In the name-regex example below, the filenames are divided in three segments of information such as identity, name and language separated with underscore(_)  e.g: identity_name_language. If a filename is "1234_myDoc_sv",  then "1234" will be interpreted as persistent identity, "myDoc" is the name of document and "sv" is language which is being mapped to sv_Se. Language mapping is an optional option. In document import configuration example identity and persistent identity are using the same segment of string. Persistent identity ensures that not  duplicate document created and  if document exists already then update or replace  the same document.
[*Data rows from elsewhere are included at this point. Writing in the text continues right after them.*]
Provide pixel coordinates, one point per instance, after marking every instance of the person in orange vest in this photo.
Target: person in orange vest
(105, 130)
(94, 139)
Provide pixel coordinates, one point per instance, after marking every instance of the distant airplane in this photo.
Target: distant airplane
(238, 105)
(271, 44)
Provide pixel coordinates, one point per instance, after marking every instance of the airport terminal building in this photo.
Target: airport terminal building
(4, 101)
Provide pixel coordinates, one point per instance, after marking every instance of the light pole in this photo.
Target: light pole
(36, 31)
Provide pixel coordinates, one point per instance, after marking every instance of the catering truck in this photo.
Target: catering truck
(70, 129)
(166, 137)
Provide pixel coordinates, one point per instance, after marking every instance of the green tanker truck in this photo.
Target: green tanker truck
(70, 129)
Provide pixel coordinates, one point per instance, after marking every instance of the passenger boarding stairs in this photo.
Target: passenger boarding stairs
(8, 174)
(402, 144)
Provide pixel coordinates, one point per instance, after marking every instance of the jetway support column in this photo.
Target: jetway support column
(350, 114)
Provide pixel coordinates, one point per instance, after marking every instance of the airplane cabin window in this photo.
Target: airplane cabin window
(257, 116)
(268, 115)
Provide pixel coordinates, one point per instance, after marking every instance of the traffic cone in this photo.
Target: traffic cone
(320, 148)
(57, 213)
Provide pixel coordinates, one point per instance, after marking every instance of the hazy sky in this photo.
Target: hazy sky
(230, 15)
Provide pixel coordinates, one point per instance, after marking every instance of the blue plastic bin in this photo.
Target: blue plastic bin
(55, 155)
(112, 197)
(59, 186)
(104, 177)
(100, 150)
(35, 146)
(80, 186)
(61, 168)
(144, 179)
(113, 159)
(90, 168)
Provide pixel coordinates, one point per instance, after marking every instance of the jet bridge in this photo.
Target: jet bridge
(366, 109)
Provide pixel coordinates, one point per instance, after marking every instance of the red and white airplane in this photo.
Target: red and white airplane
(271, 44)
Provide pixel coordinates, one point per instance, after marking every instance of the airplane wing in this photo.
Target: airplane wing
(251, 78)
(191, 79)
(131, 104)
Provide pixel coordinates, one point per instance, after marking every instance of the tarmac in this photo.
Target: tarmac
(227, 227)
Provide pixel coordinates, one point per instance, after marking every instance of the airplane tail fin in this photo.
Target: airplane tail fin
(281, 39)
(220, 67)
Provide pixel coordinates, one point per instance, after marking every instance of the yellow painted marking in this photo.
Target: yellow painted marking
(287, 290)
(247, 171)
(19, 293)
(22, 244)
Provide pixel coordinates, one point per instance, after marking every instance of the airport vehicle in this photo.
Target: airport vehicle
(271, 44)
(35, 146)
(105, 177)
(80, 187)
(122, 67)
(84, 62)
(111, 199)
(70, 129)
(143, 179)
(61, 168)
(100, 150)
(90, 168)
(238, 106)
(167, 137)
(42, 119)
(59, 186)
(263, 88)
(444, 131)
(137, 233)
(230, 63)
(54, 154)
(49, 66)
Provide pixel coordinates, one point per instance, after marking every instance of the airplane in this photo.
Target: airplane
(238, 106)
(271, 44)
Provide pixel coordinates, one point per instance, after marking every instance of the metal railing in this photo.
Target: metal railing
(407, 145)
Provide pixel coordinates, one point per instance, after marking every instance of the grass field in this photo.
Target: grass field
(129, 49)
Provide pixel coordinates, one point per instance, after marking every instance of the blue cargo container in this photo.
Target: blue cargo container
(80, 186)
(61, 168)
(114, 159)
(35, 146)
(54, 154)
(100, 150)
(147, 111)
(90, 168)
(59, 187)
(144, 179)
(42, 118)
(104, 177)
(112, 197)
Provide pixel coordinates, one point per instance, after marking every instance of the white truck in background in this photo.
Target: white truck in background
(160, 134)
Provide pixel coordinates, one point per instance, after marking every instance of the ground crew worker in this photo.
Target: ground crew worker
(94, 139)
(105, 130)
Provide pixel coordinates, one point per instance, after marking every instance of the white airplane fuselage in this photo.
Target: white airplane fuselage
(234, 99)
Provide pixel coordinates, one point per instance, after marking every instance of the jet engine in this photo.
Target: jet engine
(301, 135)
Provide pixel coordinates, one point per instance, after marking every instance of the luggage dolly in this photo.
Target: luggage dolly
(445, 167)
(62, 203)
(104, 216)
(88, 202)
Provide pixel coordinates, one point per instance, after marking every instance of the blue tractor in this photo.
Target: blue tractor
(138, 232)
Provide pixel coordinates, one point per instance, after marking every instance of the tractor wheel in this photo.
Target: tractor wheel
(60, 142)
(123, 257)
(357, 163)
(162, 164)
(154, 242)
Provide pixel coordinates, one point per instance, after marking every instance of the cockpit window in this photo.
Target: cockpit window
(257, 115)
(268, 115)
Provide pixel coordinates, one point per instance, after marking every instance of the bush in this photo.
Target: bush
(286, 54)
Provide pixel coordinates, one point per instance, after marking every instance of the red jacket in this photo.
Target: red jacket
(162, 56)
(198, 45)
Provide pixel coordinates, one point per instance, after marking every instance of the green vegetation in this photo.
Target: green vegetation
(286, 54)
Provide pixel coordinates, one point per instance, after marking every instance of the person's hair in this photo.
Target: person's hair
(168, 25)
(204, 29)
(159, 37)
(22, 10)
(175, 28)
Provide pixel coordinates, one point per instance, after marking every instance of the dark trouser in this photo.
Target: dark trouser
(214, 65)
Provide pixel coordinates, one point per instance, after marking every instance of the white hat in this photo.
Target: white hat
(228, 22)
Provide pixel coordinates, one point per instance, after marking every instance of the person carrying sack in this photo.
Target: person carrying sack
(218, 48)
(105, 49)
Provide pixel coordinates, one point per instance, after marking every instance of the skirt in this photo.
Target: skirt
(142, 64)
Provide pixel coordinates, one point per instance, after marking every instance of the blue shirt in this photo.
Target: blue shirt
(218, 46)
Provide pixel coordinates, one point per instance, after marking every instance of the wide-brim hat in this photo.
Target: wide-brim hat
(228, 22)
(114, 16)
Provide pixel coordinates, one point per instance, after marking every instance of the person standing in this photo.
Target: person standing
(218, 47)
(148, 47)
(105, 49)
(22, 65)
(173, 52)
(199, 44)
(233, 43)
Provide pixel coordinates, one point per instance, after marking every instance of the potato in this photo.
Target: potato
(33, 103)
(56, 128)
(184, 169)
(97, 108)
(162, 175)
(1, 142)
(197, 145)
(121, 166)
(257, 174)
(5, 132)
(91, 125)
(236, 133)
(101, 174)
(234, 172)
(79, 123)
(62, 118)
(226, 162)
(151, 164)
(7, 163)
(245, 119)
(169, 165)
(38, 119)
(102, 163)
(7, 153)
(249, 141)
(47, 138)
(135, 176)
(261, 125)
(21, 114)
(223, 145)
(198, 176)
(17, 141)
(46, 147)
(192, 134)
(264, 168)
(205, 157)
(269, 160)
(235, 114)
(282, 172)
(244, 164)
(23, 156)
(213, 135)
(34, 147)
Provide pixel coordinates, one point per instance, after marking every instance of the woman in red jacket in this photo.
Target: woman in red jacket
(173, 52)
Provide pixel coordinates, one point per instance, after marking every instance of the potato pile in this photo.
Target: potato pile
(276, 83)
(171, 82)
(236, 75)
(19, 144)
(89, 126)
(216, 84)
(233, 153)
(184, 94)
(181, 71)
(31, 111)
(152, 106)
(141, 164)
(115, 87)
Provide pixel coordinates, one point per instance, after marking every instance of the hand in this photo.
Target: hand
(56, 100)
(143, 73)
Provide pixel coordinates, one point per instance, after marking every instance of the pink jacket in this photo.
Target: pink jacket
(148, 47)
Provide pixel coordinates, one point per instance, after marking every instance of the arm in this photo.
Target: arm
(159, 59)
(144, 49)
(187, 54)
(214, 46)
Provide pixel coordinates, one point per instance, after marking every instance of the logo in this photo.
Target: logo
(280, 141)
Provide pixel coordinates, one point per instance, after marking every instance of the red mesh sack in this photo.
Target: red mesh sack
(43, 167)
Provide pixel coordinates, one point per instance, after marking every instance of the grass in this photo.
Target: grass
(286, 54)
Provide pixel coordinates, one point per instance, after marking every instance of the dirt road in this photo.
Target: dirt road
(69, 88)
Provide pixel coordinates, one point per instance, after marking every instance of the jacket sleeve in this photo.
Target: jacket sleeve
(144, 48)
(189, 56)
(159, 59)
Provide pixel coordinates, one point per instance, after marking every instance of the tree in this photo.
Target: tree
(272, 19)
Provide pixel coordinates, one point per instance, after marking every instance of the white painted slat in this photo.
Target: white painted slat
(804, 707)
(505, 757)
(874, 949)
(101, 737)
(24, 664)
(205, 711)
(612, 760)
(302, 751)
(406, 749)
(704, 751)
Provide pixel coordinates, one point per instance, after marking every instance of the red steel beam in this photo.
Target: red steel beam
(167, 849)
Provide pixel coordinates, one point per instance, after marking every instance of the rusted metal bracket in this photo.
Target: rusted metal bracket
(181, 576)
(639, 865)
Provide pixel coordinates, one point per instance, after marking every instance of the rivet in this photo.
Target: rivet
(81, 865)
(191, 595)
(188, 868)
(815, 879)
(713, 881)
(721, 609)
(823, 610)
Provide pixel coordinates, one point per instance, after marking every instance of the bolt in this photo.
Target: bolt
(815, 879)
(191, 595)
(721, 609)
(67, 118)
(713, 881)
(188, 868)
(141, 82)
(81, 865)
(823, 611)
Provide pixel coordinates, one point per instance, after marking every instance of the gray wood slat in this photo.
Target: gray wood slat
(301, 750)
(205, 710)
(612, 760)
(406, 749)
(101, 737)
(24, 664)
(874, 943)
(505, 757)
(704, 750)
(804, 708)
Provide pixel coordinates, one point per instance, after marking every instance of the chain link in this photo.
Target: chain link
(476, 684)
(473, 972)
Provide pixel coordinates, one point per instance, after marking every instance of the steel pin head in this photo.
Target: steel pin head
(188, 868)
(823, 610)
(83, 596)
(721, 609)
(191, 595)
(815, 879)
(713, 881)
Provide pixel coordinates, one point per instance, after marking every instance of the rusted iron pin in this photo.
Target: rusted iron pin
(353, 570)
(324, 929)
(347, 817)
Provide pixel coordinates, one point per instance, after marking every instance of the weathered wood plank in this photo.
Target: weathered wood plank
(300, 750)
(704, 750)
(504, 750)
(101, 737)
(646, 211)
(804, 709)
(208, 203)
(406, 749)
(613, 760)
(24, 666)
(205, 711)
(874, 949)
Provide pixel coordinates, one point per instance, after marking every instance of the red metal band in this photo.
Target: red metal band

If document file has no language defined e.g :"identity_name_" then language will be imported as  invariant language. 

Documents import config

<DocumentIdentification identification-source="Filename" name-regex="[A-Za-z0-9\--\s]+_([A-Za-z0-9\--\s]+)_[A-Za-z0-9\--\s]+" 
description-regex="" persistent-identity-regex="([A-Za-z0-9\--\s]+)_[A-Za-z0-9\--\s]+_[A-Za-z0-9\--\s]+" />
<LangaugeIdentification identification-source="Filename" regex="[A-Za-z0-9\--\s]+_[A-Za-z0-9\--\s]+_([A-Za-z0-9\--\s]+)">
<Language alias="en" culture="en-US" /> 
<Language alias="sv" culture="sv_SE" />
</LangaugeIdentification>

Document transformations are linked to the transformation configs section of import.config

The transformation config below tells the import to apply a transformation style. The transformation style will transform the document file from its original format to the specified format and then file will be imported.
The source document file will not be transformed, it will still be available at the same location as before.

Documents import config

<Transformations src-file-extention=".xml" style-name="htmlDocumentStyle" />

The following configuration tells the import that language should be identified from the directory name, a good example for this can be if we are planing to import the structure in the image below. 

Documents import config

<SubDirectory type="SubDirectories">
<DocumentIdentification identification-source="Filename" name-regex="[A-Za-z0-9\--\s]+_([A-Za-z0-9\--\s]+)_[A-Za-z0-9\--\s]+"
	description-regex="" persistent-identity-regex="([A-Za-z0-9\--\s]+)_[A-Za-z0-9\--\s]+_[A-Za-z0-9\--\s]+" />
<LangaugeIdentification identification-source="DirectoryName" regex="">
<Language alias="en-US" culture="en-US" />
</LangaugeIdentification>
<SpecificationsIdentification identification-source="Filename" type="type" value-regex="[A-Za-z0-9\--\s]+_([A-Za-z0-9\--\s]+)_[A-Za-z0-9\--\s]+" />
</SubDirectory>


The structure above is an example of a documents import of type "sub-directories". In this case, each sub-directory represent a language and contains document files. Regular expressions and language mappings can also be used, in the same way as when using import type "single directory".
Documents can be imported by right clicking on documents repository.